The car pulled out onto the glossy street. As it got farther away, I could feel the twist in my heart that would always be more painful than the one in my stomach tighten. On impulse, I started running after the car not wanting this to be how our last meeting went. But I could wait no longer. I wanted to tell her to stay. I wanted to tell her I still love her. I wanted to tell her so much but it was too late for the taxi had already turned the corner. My warm tears blended with the rain. I no longer had my umbrella and I think it was cold but I was too numb to care.

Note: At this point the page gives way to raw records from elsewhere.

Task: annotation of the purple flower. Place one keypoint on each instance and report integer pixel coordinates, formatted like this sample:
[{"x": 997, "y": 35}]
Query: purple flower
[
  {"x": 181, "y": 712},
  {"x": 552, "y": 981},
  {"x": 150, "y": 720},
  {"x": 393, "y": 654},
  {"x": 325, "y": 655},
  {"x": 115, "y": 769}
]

She did not see my tears as the rain disguised them. Since then, I had not gotten a single call from her. And that was how I knew I had truly succeeded. I longed to tell her all that ripped me apart at the seems but this was the right thing to do. I must leave without regrets. Time is up.

Time is up.

oOoOoOo

He called me Suzie. He had not called me that in so long, the name almost seemed foreign. Tears streamed down my cheeks as I realized a year too late, reading his diary, that he loved me too. And he may very well have been thinking about this when he died.

I love you, my Julian.

A/N: So yeah. Totally angsty. When I downloaded the document I labled it 'Julian's Girl's Angsty Diary Entry'. It seemed fit. So, EMA, you owe me for this.